To inspect a container-grown plant, look at the leaves. The signs of trouble are fairly obvious: black spots, yellowing or holes created by hungry insects.
Plant the shrub as soon as possible after you buy them. In the meantime, store them in a cool shady place. It's best to pack the roots of bare-root plants in damp peat moss and then soak them in a bucket of water overnight before planting.
Caring for New Plants
Even drought-resistant species need plenty of water during their first two growing seasons. Dig down about 3 inches into theo soil with your fingers every few days. If the soil feels dry, water the hedge. Other signs that your soil is too dry include plants that wilt during hot weather or leaves that change color or texture; shiny, deep-green leaves may become dull and lighten in color, for example.
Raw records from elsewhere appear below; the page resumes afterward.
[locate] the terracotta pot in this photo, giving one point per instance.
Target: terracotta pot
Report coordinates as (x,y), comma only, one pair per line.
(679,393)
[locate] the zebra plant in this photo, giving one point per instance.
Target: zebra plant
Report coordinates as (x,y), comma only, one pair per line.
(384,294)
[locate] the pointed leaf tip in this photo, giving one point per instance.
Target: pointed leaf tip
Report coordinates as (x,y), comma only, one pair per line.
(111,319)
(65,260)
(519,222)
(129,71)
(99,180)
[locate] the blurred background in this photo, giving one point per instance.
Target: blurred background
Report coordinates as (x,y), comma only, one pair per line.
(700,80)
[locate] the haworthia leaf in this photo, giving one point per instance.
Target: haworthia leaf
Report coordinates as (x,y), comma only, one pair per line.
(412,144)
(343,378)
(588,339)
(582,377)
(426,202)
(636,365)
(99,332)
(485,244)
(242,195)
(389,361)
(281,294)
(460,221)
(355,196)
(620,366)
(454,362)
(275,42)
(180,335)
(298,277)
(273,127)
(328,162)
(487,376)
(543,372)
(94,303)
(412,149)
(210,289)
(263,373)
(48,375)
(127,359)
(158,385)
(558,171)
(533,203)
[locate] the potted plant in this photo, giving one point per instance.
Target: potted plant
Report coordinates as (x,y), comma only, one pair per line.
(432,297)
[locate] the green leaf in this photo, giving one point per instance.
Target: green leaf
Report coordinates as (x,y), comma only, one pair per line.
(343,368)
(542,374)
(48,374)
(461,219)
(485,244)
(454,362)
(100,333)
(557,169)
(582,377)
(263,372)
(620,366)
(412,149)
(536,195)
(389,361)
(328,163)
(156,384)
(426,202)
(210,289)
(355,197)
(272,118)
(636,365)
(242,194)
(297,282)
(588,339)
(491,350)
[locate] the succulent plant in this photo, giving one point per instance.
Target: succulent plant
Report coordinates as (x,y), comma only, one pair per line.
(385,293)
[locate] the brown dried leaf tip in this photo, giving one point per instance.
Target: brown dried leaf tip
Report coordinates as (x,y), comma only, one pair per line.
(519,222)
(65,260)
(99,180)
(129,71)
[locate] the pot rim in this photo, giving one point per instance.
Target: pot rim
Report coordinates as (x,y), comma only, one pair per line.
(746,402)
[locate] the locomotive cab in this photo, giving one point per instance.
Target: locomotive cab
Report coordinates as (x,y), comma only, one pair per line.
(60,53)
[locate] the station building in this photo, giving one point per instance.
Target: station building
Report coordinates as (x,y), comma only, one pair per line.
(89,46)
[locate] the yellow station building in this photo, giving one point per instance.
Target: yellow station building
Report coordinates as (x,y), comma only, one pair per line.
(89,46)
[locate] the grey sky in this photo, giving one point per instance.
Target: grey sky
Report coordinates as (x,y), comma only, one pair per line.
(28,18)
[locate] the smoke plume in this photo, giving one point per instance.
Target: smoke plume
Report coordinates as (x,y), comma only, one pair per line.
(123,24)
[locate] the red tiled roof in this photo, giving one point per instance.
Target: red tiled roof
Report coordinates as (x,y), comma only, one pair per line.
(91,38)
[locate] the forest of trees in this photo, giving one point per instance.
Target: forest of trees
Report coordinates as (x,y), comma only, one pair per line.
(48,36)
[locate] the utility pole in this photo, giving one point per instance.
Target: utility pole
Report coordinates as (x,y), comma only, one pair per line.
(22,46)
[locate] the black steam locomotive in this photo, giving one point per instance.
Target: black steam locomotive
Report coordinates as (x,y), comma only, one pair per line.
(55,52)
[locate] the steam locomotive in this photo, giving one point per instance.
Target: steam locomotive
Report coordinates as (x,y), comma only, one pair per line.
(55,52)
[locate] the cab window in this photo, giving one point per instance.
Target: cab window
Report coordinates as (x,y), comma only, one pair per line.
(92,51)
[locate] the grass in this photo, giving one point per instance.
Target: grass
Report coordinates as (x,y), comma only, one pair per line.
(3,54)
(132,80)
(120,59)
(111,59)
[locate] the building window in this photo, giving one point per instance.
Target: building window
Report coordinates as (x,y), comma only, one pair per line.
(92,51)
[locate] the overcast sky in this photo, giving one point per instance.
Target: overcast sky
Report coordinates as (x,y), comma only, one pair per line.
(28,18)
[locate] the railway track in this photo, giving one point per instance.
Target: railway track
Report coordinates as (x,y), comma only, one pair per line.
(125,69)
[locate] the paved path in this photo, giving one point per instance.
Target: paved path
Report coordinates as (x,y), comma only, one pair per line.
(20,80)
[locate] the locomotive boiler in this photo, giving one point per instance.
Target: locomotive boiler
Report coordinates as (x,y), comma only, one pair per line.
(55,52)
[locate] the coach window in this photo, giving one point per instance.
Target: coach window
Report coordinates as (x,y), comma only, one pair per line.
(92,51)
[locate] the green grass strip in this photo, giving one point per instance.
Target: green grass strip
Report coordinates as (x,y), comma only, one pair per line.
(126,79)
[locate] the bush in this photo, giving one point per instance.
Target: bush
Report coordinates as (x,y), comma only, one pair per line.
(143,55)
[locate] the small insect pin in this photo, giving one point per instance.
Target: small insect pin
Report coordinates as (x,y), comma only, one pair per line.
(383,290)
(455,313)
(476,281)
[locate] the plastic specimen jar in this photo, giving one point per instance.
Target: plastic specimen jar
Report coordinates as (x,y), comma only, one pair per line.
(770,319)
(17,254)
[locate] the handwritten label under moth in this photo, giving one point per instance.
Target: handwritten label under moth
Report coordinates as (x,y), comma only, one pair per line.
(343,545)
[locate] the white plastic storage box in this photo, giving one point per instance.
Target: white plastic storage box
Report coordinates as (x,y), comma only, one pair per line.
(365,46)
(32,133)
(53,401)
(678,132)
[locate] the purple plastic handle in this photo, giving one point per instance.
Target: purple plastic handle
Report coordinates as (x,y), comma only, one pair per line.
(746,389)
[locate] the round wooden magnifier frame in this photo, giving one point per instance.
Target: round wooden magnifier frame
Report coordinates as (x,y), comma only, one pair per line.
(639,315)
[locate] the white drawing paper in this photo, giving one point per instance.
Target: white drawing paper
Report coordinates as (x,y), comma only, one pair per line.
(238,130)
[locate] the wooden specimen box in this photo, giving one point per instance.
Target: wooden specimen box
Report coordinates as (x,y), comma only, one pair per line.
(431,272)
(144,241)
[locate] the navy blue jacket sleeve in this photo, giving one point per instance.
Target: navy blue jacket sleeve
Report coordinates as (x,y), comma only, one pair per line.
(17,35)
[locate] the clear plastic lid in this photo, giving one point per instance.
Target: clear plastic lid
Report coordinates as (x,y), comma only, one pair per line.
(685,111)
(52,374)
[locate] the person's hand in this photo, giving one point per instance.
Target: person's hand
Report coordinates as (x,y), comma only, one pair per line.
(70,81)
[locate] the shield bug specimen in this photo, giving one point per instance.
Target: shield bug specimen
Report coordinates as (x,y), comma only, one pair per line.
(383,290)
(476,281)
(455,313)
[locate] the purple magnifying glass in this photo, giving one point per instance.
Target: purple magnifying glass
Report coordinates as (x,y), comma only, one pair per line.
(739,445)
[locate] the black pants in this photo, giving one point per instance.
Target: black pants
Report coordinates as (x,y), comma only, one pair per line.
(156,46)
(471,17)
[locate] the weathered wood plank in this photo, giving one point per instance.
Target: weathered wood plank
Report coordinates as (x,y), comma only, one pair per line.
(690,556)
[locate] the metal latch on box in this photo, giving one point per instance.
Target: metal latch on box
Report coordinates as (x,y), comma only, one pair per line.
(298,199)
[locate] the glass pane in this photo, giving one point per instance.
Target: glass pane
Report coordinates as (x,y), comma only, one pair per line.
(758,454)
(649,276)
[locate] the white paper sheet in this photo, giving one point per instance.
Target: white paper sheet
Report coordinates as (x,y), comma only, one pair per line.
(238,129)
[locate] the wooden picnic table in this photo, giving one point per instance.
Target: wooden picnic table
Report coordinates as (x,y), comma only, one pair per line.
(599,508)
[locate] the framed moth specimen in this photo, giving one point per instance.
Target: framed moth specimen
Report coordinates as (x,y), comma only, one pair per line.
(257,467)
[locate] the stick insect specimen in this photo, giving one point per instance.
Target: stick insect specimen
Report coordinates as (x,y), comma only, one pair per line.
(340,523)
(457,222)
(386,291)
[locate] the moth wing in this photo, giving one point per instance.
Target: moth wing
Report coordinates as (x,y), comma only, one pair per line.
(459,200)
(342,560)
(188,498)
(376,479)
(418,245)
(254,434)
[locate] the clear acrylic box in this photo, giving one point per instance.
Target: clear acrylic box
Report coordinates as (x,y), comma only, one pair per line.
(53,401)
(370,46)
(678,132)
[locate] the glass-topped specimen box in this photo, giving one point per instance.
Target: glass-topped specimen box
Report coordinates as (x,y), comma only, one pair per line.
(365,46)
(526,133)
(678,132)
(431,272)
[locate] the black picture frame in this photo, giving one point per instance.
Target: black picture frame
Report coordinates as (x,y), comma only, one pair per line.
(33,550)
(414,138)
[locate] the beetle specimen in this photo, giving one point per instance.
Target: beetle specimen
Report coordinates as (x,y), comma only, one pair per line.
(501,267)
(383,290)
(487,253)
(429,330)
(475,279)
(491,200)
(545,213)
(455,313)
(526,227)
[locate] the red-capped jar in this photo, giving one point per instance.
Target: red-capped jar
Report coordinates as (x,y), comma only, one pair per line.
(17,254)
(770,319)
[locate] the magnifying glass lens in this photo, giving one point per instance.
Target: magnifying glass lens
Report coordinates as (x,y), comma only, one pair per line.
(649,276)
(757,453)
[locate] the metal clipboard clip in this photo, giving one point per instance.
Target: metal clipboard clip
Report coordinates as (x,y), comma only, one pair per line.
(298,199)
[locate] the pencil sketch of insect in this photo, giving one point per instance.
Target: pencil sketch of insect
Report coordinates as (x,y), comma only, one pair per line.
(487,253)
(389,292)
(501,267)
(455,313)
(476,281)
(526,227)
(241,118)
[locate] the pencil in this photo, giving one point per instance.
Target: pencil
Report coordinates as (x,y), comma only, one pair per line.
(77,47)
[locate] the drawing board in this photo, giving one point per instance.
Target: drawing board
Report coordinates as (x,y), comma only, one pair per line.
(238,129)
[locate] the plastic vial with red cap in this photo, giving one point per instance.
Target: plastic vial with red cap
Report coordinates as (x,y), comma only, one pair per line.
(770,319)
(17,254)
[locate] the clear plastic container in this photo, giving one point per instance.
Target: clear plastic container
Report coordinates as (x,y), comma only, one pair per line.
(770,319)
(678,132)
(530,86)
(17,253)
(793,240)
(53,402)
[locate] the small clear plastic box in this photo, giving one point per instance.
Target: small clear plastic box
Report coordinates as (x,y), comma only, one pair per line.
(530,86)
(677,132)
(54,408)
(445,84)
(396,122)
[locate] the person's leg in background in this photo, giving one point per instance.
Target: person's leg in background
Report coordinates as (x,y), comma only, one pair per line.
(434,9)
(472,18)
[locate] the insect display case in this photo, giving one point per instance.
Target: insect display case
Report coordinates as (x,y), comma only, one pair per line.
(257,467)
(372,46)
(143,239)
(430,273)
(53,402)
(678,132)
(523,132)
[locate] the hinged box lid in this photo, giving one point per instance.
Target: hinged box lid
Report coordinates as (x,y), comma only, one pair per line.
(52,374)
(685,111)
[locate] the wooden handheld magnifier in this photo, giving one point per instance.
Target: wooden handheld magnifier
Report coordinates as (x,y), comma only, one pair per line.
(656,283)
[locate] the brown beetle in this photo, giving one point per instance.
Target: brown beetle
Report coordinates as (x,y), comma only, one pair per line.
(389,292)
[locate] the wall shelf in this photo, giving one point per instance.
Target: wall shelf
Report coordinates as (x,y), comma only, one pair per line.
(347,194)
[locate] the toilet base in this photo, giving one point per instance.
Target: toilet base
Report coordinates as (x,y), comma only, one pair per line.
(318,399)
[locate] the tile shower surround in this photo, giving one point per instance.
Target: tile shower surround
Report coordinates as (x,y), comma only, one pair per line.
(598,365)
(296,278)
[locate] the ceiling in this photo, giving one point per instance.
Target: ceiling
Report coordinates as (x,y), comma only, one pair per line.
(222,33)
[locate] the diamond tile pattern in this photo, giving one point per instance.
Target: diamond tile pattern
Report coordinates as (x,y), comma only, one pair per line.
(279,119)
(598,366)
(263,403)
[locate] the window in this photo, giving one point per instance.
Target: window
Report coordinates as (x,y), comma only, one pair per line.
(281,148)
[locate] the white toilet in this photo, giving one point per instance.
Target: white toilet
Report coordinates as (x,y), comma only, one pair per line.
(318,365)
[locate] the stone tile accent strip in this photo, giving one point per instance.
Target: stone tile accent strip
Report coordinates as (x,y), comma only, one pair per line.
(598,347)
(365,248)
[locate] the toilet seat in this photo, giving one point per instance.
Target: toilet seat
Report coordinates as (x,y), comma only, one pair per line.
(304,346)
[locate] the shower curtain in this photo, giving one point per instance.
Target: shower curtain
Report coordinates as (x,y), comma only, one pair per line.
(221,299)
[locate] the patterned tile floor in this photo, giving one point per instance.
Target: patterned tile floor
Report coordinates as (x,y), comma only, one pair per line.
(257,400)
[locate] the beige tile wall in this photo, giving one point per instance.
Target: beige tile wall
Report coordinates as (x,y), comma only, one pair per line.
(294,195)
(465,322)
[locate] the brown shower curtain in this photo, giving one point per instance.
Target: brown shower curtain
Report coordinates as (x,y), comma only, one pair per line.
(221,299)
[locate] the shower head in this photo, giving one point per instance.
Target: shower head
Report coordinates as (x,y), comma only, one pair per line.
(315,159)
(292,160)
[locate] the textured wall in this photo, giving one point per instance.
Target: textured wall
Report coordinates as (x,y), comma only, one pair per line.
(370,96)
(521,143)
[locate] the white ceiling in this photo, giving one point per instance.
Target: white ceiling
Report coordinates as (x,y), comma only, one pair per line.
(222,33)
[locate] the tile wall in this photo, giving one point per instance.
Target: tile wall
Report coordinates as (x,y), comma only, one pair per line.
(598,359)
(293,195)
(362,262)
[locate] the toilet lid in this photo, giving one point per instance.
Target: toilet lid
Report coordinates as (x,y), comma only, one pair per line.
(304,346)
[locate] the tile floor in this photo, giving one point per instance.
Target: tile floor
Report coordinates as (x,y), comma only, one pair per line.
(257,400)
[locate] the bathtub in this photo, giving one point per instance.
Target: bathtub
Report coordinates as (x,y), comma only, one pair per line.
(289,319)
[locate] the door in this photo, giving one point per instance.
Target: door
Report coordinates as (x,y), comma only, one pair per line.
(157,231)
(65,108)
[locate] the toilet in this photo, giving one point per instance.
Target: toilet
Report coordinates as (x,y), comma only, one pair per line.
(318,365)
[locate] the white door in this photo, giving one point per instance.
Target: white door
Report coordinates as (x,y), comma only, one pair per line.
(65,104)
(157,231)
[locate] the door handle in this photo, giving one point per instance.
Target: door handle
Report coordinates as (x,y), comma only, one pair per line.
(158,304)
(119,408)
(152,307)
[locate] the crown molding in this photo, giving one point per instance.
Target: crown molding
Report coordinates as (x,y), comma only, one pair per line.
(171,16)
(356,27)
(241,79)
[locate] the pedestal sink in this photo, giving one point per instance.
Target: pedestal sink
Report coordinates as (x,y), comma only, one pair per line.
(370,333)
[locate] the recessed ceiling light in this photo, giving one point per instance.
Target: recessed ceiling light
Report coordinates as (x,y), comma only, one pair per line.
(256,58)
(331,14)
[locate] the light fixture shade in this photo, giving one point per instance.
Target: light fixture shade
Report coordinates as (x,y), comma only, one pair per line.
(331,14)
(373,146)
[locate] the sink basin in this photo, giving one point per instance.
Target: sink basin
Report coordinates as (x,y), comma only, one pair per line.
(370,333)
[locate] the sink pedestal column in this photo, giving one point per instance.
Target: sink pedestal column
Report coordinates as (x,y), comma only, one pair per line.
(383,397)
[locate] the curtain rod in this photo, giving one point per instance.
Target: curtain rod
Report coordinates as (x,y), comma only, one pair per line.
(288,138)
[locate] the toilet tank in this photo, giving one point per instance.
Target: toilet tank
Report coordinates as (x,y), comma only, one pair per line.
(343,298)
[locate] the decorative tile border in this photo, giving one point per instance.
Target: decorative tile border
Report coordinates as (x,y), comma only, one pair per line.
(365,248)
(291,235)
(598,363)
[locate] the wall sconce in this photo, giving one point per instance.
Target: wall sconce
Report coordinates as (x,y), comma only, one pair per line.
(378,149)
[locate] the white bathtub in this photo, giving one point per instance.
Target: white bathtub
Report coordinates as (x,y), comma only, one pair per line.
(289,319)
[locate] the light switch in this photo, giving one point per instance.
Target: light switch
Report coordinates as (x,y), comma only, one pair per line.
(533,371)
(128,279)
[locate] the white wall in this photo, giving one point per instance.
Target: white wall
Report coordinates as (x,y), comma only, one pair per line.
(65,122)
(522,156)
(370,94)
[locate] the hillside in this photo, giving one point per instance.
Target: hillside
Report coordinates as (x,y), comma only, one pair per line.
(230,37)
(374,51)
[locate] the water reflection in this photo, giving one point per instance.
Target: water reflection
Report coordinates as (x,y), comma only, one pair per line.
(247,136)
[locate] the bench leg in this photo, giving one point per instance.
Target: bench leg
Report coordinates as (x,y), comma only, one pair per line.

You may need to water your hedge two or three times a week at first. When you do water, water slowly and heavily. Light watering encourages roots to grow near the soil's surface, and shallow-rooted plants are likely to suffer during hot dry weather.
Adapting to a new enviornment is hard on plants, so don't add to the trauma by pruning heavily during the first season. Go ahead and snip off dead, deformed or awkwardly protruding branches, but don't begin to shape the hedge until the following year, when the plants have filled out a little bit.
Finally, a hedge-planting proverb: The first year it sleeps, the second it creeps and the third it leaps. Your hedge has to adjust to its new home before it can thrive. Don't lose hope if it doesn't shoot up like Jack's beanstalk during its first couple of seasons. Have patience, fertilize as needed and watch for that third-year leap.
Before you can plant the hedge, you'll have to prepare a "hedge patch" by removing the sod and digging a trench (Step 1). If you're planting bare-root stock, make the patch about 18 inches wide. For container-grown plants, make it twice as wide as the containers. If you're planting a long hedge, save yourself some hard labor by renting a power sod cutter (about $50 per half day).
When the trench is complete, amend the soil (Step 2) and plant your shrubs (Step 3). When backfilling the trench, remember that the plant should be set in the ground at its original depth, not deeper. Bare-root plants have a visible soil line around the stem that shows how deep to plant them. With container-grown plants, don't backfill over the soil that came in the container.
When you're done backfilling, water the hedge thoroughly. You may also want to lay mulch over the filled trench and plants to help keep the soil cool and moist and discourage weeds. But don't spread decorative stone around the plants; stone reflects sunflight, which may scorch the plants.